Compression: Swelling and bruising can be reduced and prevented by applying a compression bandage to the affected area. An elastic or wrap bandage can be used in most cases. It is important to ensure this is not applied too tightly to prevent cutting off the blood supply and potentially causing more damage.
Elevation: Keep the injured limb raised. This will hopefully minimise buffing and swelling.
Acute sports injuries
If you suffer an injury when participating in sporting or repetitive activity, you should immediately:
- Stop the activity straight away.
- RICE - Rest, Ice, Compression and Elevation.
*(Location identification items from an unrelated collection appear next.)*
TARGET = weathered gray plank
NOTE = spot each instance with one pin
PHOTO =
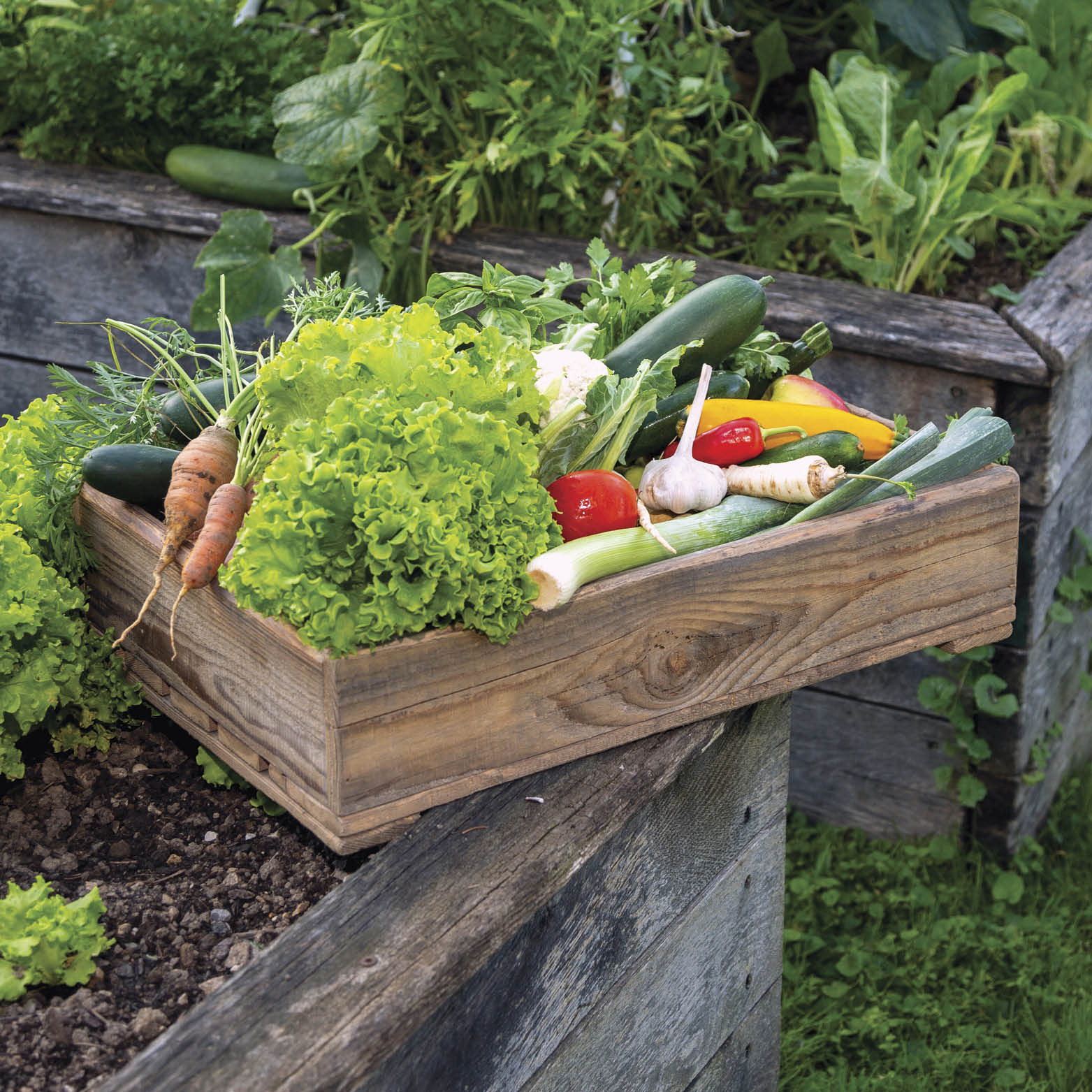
(1014, 810)
(963, 337)
(888, 387)
(54, 293)
(748, 1061)
(1047, 546)
(859, 764)
(349, 984)
(122, 197)
(664, 1024)
(574, 958)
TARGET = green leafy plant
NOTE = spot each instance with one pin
(968, 688)
(897, 182)
(142, 78)
(217, 772)
(45, 940)
(921, 964)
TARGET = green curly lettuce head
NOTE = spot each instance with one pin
(391, 516)
(402, 351)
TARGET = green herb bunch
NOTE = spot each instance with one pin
(141, 78)
(56, 673)
(45, 940)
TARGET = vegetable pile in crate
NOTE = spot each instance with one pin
(414, 472)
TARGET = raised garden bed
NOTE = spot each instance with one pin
(926, 357)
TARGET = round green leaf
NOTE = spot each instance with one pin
(333, 119)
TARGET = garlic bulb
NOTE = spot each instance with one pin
(682, 483)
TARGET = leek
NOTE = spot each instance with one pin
(562, 572)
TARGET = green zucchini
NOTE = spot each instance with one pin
(723, 314)
(135, 472)
(222, 173)
(892, 465)
(182, 416)
(839, 449)
(661, 426)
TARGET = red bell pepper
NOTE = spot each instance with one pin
(733, 442)
(590, 502)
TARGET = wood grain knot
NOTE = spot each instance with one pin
(676, 663)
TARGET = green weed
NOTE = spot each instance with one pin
(915, 966)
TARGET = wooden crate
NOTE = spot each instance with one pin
(612, 923)
(357, 747)
(1032, 364)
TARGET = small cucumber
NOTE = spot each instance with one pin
(814, 343)
(135, 472)
(723, 312)
(250, 180)
(661, 426)
(839, 449)
(182, 417)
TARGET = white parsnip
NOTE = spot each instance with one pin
(799, 482)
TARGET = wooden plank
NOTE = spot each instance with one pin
(351, 983)
(865, 766)
(1049, 547)
(748, 1059)
(219, 648)
(584, 952)
(54, 318)
(124, 197)
(962, 337)
(1014, 810)
(725, 626)
(1054, 314)
(919, 392)
(697, 982)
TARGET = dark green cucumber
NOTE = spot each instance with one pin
(182, 416)
(661, 426)
(723, 314)
(135, 472)
(814, 343)
(839, 449)
(222, 173)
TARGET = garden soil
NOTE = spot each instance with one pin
(197, 882)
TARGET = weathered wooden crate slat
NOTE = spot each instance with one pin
(377, 737)
(555, 932)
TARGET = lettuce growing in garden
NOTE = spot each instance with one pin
(392, 514)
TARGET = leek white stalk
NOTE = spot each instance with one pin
(562, 572)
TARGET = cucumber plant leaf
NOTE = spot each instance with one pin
(257, 277)
(333, 119)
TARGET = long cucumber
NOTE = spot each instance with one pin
(896, 462)
(560, 572)
(971, 442)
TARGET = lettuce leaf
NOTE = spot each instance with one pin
(403, 349)
(393, 514)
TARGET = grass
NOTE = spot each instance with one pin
(919, 966)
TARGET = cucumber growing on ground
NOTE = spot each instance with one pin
(135, 472)
(723, 314)
(258, 180)
(839, 449)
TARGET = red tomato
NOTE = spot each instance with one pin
(590, 502)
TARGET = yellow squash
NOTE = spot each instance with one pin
(876, 437)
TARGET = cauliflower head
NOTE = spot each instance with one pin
(562, 374)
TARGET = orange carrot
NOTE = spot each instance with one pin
(228, 506)
(205, 465)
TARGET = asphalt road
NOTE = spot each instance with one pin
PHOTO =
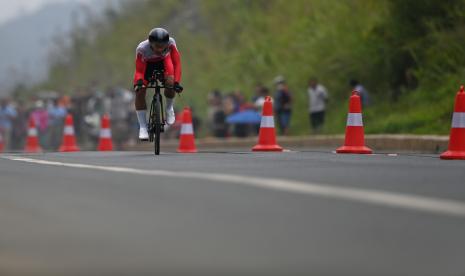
(231, 213)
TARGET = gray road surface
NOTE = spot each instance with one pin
(124, 213)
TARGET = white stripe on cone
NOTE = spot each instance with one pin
(354, 119)
(458, 120)
(32, 132)
(267, 121)
(187, 129)
(105, 133)
(69, 130)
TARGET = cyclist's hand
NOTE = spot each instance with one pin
(139, 85)
(177, 87)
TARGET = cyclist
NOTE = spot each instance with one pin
(159, 51)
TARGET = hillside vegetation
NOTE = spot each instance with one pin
(410, 54)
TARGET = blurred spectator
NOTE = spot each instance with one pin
(19, 130)
(363, 93)
(7, 115)
(241, 129)
(216, 115)
(318, 98)
(57, 113)
(121, 106)
(283, 105)
(261, 92)
(40, 117)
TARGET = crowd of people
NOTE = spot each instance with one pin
(228, 114)
(87, 106)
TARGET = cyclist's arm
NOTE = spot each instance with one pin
(140, 69)
(176, 58)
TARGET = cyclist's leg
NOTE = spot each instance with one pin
(169, 91)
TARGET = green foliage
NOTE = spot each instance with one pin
(408, 53)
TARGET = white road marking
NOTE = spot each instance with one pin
(381, 198)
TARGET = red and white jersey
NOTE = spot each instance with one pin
(145, 52)
(170, 57)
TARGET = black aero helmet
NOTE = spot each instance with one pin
(159, 36)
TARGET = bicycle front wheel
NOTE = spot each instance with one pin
(157, 125)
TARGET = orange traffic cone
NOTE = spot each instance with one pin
(355, 137)
(32, 142)
(105, 143)
(267, 135)
(457, 133)
(2, 145)
(69, 139)
(186, 139)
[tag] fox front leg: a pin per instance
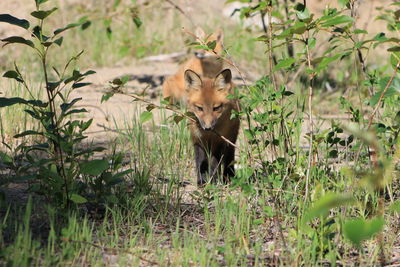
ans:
(201, 165)
(228, 163)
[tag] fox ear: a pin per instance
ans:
(199, 32)
(223, 81)
(192, 80)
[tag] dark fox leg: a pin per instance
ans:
(201, 165)
(228, 160)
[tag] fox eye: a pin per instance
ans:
(217, 108)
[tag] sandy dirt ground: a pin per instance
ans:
(146, 75)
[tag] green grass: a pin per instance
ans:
(258, 219)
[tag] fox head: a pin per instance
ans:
(216, 36)
(207, 97)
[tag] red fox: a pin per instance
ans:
(205, 63)
(207, 99)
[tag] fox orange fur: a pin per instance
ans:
(208, 100)
(203, 62)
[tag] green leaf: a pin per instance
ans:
(395, 207)
(79, 85)
(327, 202)
(298, 28)
(18, 40)
(145, 116)
(137, 22)
(391, 91)
(6, 102)
(29, 132)
(106, 97)
(42, 14)
(343, 3)
(177, 118)
(69, 26)
(14, 21)
(327, 60)
(59, 41)
(302, 12)
(5, 158)
(337, 20)
(94, 167)
(39, 2)
(17, 179)
(86, 25)
(359, 31)
(211, 45)
(77, 199)
(13, 75)
(358, 230)
(284, 64)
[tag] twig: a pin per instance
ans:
(271, 56)
(310, 114)
(109, 249)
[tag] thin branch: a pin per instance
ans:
(310, 114)
(181, 11)
(371, 118)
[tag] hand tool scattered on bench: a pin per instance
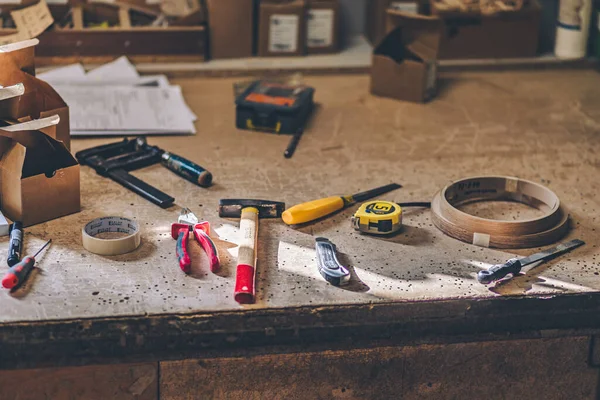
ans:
(312, 210)
(17, 274)
(249, 211)
(180, 231)
(329, 266)
(15, 246)
(513, 266)
(114, 160)
(380, 217)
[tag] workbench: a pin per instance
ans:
(414, 322)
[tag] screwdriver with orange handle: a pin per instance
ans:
(312, 210)
(17, 274)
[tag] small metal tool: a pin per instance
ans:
(180, 231)
(15, 247)
(17, 274)
(328, 264)
(513, 266)
(115, 160)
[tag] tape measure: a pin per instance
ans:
(378, 217)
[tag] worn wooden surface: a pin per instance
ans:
(535, 369)
(542, 126)
(98, 382)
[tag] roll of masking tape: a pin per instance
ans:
(111, 247)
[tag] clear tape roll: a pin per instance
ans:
(114, 246)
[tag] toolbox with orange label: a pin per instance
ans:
(274, 107)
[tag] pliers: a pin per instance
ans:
(180, 231)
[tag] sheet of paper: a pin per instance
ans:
(114, 99)
(123, 110)
(15, 37)
(7, 48)
(74, 73)
(32, 21)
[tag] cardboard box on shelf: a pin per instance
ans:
(282, 28)
(375, 15)
(322, 26)
(404, 62)
(39, 178)
(230, 28)
(38, 100)
(505, 35)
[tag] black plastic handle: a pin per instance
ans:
(499, 271)
(142, 188)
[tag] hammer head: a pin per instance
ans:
(232, 208)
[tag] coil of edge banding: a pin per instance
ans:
(495, 233)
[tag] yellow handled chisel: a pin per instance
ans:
(312, 210)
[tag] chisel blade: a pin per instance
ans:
(551, 253)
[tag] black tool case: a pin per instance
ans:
(274, 107)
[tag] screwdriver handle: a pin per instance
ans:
(17, 274)
(181, 233)
(312, 210)
(187, 169)
(499, 271)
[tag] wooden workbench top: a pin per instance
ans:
(541, 126)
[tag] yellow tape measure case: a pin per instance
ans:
(378, 217)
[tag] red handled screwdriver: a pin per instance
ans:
(17, 274)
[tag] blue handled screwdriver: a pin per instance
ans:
(17, 274)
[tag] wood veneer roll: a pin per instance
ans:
(535, 232)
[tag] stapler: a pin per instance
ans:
(114, 160)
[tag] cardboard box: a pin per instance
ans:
(322, 26)
(375, 15)
(39, 100)
(39, 178)
(230, 28)
(282, 28)
(404, 62)
(505, 35)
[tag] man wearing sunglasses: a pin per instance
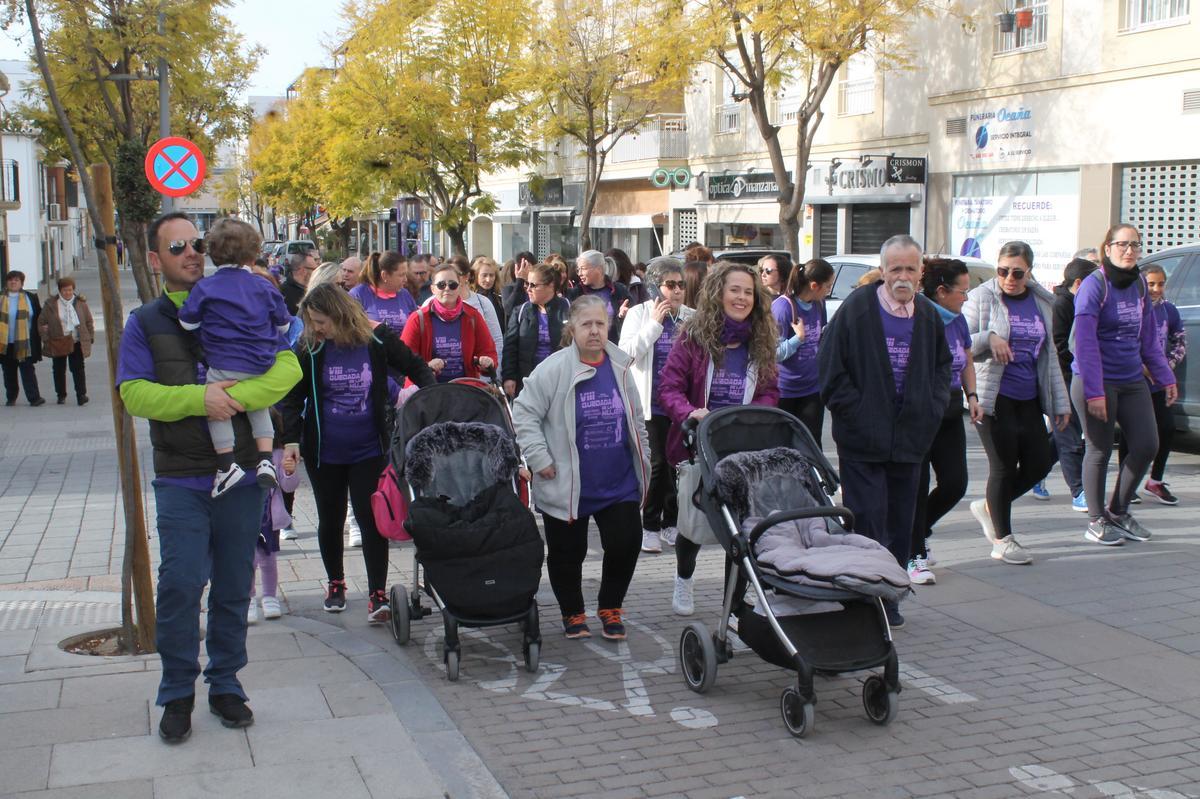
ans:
(202, 540)
(300, 268)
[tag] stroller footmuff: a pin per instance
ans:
(804, 594)
(475, 540)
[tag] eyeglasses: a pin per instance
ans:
(177, 246)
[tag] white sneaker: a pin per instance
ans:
(651, 541)
(979, 510)
(1011, 552)
(271, 608)
(919, 572)
(681, 602)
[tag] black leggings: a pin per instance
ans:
(567, 546)
(1129, 406)
(661, 508)
(809, 410)
(330, 484)
(1165, 424)
(948, 460)
(1018, 448)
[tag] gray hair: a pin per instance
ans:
(660, 268)
(899, 241)
(592, 258)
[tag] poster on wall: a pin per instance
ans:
(1049, 223)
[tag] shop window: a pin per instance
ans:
(1141, 14)
(856, 92)
(1023, 38)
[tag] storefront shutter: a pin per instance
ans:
(871, 224)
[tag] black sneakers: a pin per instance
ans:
(231, 709)
(177, 720)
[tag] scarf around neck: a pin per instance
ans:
(736, 331)
(444, 313)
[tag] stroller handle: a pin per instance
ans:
(779, 517)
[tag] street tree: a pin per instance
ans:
(762, 46)
(426, 101)
(91, 46)
(600, 71)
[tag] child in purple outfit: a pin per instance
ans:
(241, 319)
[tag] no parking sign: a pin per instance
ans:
(174, 166)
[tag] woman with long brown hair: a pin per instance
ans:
(725, 355)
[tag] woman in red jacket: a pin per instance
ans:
(450, 335)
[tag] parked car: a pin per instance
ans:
(1182, 268)
(850, 269)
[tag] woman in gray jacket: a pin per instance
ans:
(580, 424)
(1018, 378)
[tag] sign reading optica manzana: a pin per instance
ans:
(755, 185)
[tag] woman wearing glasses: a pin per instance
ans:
(801, 316)
(535, 329)
(1116, 344)
(647, 336)
(450, 335)
(1011, 318)
(774, 272)
(945, 281)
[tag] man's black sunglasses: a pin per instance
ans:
(178, 246)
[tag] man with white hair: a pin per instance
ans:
(886, 379)
(591, 268)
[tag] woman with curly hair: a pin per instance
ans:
(725, 355)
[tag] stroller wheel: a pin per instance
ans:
(797, 714)
(697, 658)
(401, 620)
(880, 703)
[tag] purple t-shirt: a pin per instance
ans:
(958, 338)
(448, 346)
(390, 311)
(601, 440)
(729, 385)
(241, 320)
(1117, 328)
(798, 372)
(544, 348)
(898, 338)
(661, 349)
(1027, 336)
(347, 424)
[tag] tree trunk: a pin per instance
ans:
(133, 234)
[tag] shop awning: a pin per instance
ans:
(624, 221)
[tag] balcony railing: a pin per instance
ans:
(10, 182)
(664, 137)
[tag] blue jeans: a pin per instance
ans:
(203, 539)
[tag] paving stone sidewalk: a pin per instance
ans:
(1074, 677)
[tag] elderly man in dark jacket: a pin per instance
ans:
(886, 380)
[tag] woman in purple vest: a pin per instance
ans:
(801, 316)
(1116, 344)
(382, 293)
(724, 355)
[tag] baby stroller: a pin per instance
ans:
(477, 541)
(761, 464)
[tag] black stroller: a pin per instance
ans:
(851, 635)
(477, 541)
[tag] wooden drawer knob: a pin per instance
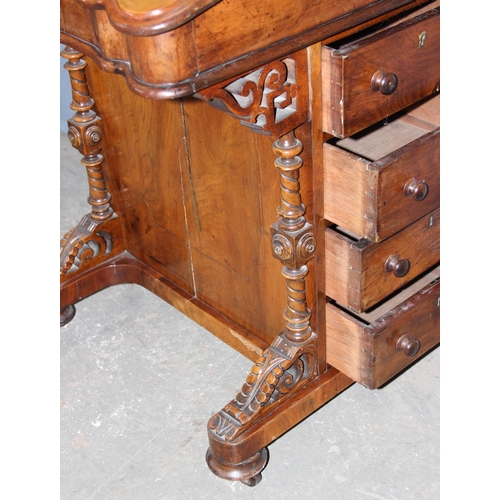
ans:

- If the pain, discomfort and swelling is severe, or continues for more than 24-48 hours, it is best to consult a doctor. They will be able to properly diagnose the injury and offer advice about appropriate management and treatment.
Long term or chronic injury may require additional input from a physiotherapist or occupational therapist. It may take days, weeks or even months of careful rehabilitation before things return to normal. Sufferers need to be patient and to learn how to pace themselves throughout their recovery to prevent a relapse.
The good news is that most people recover completely following a sports related injury, although many notice the affected joint remains weaker than previously. Strengthening exercises and additional supports, such as bracing can help to protect the area.